Further, plaintiffs challenged the OCC rulemaking on the grounds that it violated the Madden versus Midland ruling. Again, the court sided with the OCC that the ruling in Madden did not preclude the OCC’s interpretation of the National Bank Act when promulgating the rule in question.
In other news…
EMEA
Clifford Chance has enhanced its structured credit and securitisation services within its financial markets group in Amsterdam with the hire of new counsel, Marijke van der Weide. She joins the firm from Lovens and Loeff, where she served as a senior associate since 2011, and brings expertise in advising corporations, lease companies, mortgage providers and financial institutions. Van der Weide has seconded on a number of global teams – namely the capital markets and treasury team at Rabobank in 2015, the capital markets team at Cadwalader, Wickersham & Taft in 2017 and Dechert’s finance and real estate team in 2017.
Pemberton has hired new md, Matthew Kirsch, to its credit team in London. Kirsch will work in the firm’s 10-person credit team and advise on risk in both existing and new investments. Prior to joining the firm, he was a founding member of Apollo’s European private credit team and has also worked as director on the leveraged finance teams at both Sumitomo Mitsui Banking Corporation Europe and GE Capital.
TwentyFour, UKML merger agreed
The boards of TwentyFour Income Fund (TFIF) and UK Mortgages (UKML) have agreed the terms of a proposed merger of the two companies, effected by way of a scheme of reconstruction of UKML. This will consist of the winding-up of UKML, the transfer of UKML's assets to TFIF and the issue of new ordinary shares by TFIF to UKML's shareholders.

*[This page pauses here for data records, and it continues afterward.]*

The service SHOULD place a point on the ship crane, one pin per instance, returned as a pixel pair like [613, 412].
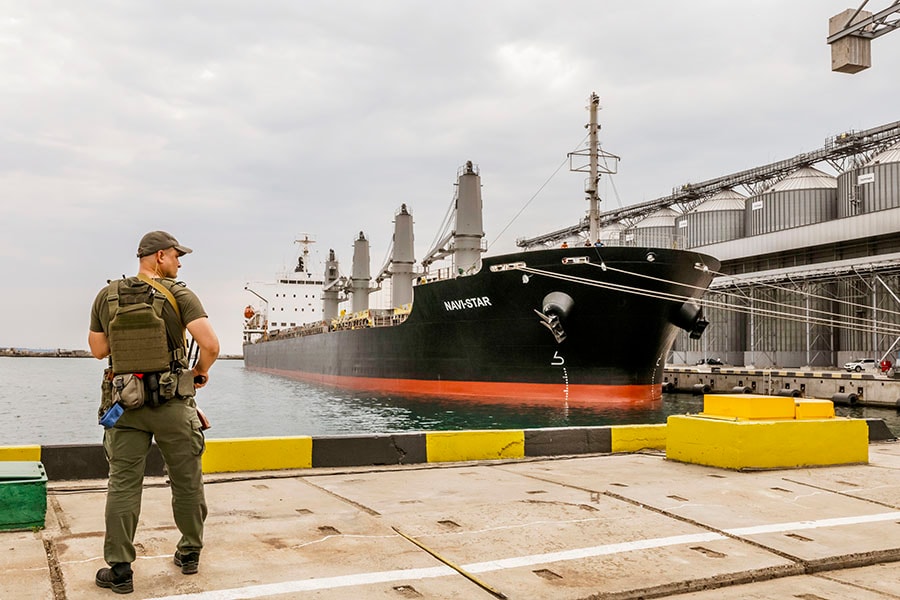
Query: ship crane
[850, 35]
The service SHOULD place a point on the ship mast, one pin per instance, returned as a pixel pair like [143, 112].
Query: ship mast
[594, 154]
[591, 187]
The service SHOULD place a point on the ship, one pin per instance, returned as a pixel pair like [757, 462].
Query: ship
[589, 323]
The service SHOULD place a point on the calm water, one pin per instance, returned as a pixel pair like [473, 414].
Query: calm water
[54, 401]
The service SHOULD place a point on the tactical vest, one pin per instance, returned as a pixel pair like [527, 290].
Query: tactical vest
[138, 338]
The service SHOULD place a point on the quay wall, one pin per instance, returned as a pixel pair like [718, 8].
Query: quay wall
[88, 461]
[865, 389]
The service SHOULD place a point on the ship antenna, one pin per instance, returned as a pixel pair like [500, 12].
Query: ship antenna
[303, 262]
[594, 168]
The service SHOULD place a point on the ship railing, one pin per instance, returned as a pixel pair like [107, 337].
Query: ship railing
[314, 328]
[436, 275]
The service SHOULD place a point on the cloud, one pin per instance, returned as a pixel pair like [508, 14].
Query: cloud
[237, 126]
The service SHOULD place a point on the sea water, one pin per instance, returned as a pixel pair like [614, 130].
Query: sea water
[53, 401]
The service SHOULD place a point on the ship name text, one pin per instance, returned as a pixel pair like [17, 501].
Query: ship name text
[466, 303]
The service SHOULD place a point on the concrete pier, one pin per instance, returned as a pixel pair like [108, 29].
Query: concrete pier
[601, 526]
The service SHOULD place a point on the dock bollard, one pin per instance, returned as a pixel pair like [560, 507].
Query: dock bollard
[845, 399]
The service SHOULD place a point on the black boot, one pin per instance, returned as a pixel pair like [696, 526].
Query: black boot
[189, 562]
[118, 578]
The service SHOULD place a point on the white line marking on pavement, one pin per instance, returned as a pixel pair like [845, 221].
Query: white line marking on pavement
[306, 585]
[777, 527]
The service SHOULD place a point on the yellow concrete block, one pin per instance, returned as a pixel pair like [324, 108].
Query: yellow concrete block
[748, 406]
[813, 409]
[767, 444]
[450, 446]
[257, 454]
[21, 453]
[631, 438]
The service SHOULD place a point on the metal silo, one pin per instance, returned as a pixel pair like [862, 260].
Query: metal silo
[804, 197]
[719, 218]
[871, 187]
[611, 234]
[655, 230]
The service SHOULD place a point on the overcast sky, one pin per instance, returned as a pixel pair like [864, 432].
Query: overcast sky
[237, 126]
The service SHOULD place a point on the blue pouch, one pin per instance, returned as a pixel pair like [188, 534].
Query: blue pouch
[110, 417]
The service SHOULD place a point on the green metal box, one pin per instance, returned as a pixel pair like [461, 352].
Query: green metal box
[23, 495]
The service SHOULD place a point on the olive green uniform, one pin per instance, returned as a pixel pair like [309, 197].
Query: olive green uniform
[176, 427]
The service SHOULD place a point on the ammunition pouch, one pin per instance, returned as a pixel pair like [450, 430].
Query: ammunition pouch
[106, 400]
[128, 390]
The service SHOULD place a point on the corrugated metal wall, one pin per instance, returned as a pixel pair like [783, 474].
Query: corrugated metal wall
[712, 227]
[869, 189]
[776, 211]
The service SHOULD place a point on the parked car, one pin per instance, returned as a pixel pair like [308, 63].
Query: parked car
[861, 364]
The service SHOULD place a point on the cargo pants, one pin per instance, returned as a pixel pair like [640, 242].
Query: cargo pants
[176, 427]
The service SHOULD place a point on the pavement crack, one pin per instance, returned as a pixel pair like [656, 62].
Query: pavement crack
[60, 515]
[361, 507]
[840, 493]
[57, 581]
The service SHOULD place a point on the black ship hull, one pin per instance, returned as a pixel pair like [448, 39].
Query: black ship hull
[482, 337]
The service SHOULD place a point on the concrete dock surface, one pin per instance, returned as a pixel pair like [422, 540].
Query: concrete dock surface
[597, 526]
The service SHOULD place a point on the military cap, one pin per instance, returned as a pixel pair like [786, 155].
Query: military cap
[160, 240]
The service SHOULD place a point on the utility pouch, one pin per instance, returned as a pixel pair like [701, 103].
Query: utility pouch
[106, 400]
[168, 385]
[186, 384]
[128, 391]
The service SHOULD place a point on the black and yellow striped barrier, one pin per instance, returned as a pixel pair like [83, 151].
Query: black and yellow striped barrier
[88, 461]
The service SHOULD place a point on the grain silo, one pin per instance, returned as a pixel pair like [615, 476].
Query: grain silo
[719, 218]
[804, 197]
[611, 234]
[871, 187]
[656, 230]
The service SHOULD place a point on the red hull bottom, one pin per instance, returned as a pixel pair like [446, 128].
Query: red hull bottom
[493, 392]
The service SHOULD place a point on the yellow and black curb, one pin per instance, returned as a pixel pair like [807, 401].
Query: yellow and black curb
[87, 461]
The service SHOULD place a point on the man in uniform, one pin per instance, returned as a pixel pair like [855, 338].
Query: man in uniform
[173, 422]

Shareholders of an aggregate circa 47% of UKML’s shares have provided written support for the scheme, which is expected to be completed by the end of the current financial quarter. UKML has granted TFIF exclusivity in relation to its portfolio until the expected date of completion of the scheme.
Both boards believe that the scheme has compelling strategic, operational and financial rationale - including a strengthened market position due to greater scale and combined asset management and securitisation expertise, with 11 investment professionals at TwentyFour Asset Management focused on the combined entity. The NAV of the enlarged group is anticipated to be circa £720m and the gross mark-to-market yield circa 7.2%.
The consideration for the transfer of the portfolio to TFIF will be satisfied through the issuance to UKML shareholders of new TFIF shares at a price representing a 1.25% premium to the NAV per TFIF share, as at the calculation date for the scheme. The proposed acquisition value per UKML share will be 84p per UKML share, less UKML's costs in relation to the scheme and the retention to meet unknown and ascertained liabilities, divided by the total number of UKML shares in issue.